Sesame, or Sesamum indicum, is a flowering plant that grows in tropical regions around the world, including Tanzania, Myanmar, India, and Sudan. The sesame plant is the oldest oilseed crop known to man. The sesame plant requires little farming support and thrives in drought-like conditions where many other crops fail to grow, growing well in high heat with full sun.
What Are Sesame Seeds?
Sesame is cultivated for its seeds, which are edible and used as a condiment and ingredient in cuisines across the globe. Sesame seeds grow in seed pods, which burst open when they’re fully ripe. Once harvested, they’re cleaned and their exterior coats are removed, a process called hulling. Sesame seeds are small but they have a very high oil content and a nutty flavor when toasted.
The History of Sesame
Sesame was first grown in India around 3500 BC and became a tradable good around 2000 BC. The health and culinary benefits of sesame seeds have been known to humans for centuries; Ancient Egyptians used sesame seeds for medicinal purposes while early Turkish people pressed them to extract oil.
Today, Japan is the world’s largest sesame seed importer where the seed is used to make sesame oil, a common ingredient in Japanese cuisine. Other major sesame seed importers include China, the United States, Canada, the Netherlands, Turkey, and France.
How to Cook With Sesame Seeds
From Chinese to Greek to Middle Eastern cuisines, sesame seeds are a pantry staple around the world. Whether they’re placed atop a hamburger bun in the United States or ground into a paste to make tahini in the Middle East, they add a nutty taste and texture to dishes in a variety of countries.

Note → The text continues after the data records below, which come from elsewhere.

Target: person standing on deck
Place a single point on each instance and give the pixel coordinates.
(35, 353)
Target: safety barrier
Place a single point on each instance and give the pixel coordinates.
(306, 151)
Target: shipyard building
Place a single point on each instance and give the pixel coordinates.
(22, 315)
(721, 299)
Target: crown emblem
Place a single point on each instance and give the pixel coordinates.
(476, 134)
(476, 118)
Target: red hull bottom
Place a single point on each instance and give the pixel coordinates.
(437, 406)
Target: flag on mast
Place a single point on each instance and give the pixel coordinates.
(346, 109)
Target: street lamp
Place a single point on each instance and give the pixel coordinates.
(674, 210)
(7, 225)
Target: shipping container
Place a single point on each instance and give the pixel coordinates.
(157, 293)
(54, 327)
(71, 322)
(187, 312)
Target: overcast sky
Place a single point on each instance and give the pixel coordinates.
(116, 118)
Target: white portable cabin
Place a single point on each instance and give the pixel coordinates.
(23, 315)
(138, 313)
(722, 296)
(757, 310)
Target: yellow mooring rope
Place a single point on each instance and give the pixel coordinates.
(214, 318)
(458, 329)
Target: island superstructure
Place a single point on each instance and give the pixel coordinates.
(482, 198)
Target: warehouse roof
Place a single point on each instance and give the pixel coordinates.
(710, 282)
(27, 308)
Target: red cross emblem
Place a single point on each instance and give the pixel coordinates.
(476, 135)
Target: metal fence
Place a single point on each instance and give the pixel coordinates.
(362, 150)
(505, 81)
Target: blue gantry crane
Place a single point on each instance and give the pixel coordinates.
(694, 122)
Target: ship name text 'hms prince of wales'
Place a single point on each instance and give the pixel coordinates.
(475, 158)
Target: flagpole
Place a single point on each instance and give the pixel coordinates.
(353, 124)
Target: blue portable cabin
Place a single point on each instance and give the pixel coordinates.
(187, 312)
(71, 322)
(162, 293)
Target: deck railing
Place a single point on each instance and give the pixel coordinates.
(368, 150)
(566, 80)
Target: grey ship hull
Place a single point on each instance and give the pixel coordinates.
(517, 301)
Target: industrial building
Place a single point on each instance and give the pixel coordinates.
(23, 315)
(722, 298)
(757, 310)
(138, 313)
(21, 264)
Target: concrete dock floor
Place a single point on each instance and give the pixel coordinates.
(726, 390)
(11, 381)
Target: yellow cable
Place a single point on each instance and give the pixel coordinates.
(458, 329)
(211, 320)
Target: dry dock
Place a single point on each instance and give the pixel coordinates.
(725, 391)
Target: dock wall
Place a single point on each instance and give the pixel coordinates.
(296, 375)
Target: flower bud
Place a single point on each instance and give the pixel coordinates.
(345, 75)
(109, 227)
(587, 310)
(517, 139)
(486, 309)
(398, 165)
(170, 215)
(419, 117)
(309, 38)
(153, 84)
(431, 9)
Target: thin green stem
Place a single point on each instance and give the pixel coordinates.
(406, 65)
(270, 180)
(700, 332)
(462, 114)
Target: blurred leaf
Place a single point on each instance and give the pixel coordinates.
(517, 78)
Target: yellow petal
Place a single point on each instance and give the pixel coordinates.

Here are some suggestions on how to cook with sesame seeds:
- Sprinkle sesame seeds on stir-fries, salads, or cold noodles before serving for added texture.
- Grind sesame seeds into a fine powder and add it to hot cereal like oatmeal for added nutrition.
- Use sesame seeds in salad dressings or marinades for added texture and a nutty flavor.
- Mix ground sesame into yogurt or smoothies with flax seeds for a boost of fiber
- Add sesame seeds to your bread, muffin, or cookie batter before baking for rich, nutty flavor.
4 Health Benefits of Sesame Seeds
Though they’re small, sesame seeds contain a variety of health benefits, including:
- Vitamins and minerals. Sesame seeds are a good source of several B vitamins, vitamin E, iron, calcium, magnesium, phosphorus, and zinc.
- Fiber. Three tablespoons of unhulled sesame seeds contain 3.5 grams of fiber, which supports digestive health and may reduce your risk of heart disease. Eating more sesame seeds is a good way to increase your daily dietary fiber intake.
- Healthy fats. Sesame seeds are high in quality protein and healthy fats. These vital fatty acids and amino acids give your body energy.
- Anti-inflammatories. Sesame seeds contain copper, which acts as an anti-inflammatory and can help reduce swelling and relieve pain.